The problem thus should be analysed using a more holistic approach, keeping in mind a larger perspective. The agricultural sector as a whole is facing major structural problems. We are witness to the falling share of agriculture in the country’s GDP, from 35 per cent in 1990 to 13 per cent in 2015, the increasing burden on land (267 people per square km in 1991 to 324 people in 2001), and also the “low productivity, low purchasing power, poor infrastructure, a gross inequality of state-conferred benefits and a perceptible withdrawal of the state from the agricultural sector”. Considering the fact that agriculture is still the mainstay of the Indian economy, employing around 60 per cent of the total workforce; this on the whole does not bode well for the country.

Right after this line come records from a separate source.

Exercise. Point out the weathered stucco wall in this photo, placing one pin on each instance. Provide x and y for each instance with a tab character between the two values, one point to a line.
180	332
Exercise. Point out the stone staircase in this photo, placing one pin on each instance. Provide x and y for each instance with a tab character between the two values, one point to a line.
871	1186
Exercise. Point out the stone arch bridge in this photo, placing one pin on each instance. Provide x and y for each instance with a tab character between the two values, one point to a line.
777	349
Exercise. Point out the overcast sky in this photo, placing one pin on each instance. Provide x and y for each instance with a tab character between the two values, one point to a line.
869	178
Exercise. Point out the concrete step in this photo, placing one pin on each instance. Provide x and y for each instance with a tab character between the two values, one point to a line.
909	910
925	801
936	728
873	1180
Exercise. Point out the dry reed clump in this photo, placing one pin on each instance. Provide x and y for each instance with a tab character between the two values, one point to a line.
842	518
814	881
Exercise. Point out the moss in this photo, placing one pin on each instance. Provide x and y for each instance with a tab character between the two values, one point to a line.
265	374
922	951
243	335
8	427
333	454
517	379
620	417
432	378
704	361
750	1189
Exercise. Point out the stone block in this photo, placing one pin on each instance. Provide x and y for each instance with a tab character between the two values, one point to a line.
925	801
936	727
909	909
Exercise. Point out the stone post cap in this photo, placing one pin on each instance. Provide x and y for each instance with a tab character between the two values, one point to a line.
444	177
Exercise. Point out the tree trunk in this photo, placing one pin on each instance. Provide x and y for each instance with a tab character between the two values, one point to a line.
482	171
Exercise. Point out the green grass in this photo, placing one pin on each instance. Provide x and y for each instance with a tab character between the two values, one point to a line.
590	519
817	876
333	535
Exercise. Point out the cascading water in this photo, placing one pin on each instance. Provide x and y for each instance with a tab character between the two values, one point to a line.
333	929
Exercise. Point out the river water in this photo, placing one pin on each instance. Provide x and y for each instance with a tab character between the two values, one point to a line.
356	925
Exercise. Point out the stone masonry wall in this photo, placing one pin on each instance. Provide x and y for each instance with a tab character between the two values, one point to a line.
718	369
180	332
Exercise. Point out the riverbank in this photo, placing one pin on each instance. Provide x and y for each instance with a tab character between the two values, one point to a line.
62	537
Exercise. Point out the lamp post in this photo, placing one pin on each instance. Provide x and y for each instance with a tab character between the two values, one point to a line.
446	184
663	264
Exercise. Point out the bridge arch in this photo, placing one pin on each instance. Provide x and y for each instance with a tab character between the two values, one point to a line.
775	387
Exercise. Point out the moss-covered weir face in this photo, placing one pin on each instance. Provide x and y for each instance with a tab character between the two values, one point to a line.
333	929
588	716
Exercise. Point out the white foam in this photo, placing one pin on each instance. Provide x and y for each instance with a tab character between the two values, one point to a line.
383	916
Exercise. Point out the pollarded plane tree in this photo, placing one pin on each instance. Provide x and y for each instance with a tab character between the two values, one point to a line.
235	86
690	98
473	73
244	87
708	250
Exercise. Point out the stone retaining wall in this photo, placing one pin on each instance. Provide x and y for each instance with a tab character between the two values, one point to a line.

The main proportion of the government’s outlay on agriculture goes towards subsidies, which contribute very little to growth today. They benefit the rich farmers the most, while the marginal ones are living on the fringe. These need to be done away with to arrive at a long-term solution. There is also need to promote watershed management and massively increase the acreage under irrigation — at present only about 35 per cent of total agricultural land is irrigated! This would reduce their susceptibility to drought and avoid crises. Telangana state has shown that increased availability of water to farmers exponentially improves economic growth and prosperity. This is the Telangana state model which the arid states of India must emulate.

There are other infirmities, which keep most farmers at subsistence levels. The fragmentation of holdings is a major cause, with about 83 per cent of farmers considered small or marginal, with less than two hectares each. This implies that over 80 per cent of farmers in India hold about 35 per cent of the total cultivated land. To compound matters, there has hardly been any new creation of irrigation potential by the state for the last 25 years. All the additional irrigated holdings of the past two decades have come from private tube-wells. Two thirds of our farmlands are still rainfed. This clearly makes any commercial-scale farming impossible, and a majority of farmers dependent on the rain gods and governmental lords.

To reiterate, suicide is a matter of psychology, and not of economics — no matter how tempting that may be to exaggerate an issue. Few can deny that there is a crisis looming over the agricultural sector. To be able to act purposefully, we must rely on facts instead of emotions. The true indicators of the economic conditions are objective measures such as the sectoral share in GDP, availability of cheap credit, increase in area under irrigation, etc., and not farmer suicides. It is unethical to use this as an economic index. But tell that to the politicians?

(The writer, a policy analyst studying economic and security issues, held senior positions in government and industry. He also specialises in the Chinese economy.)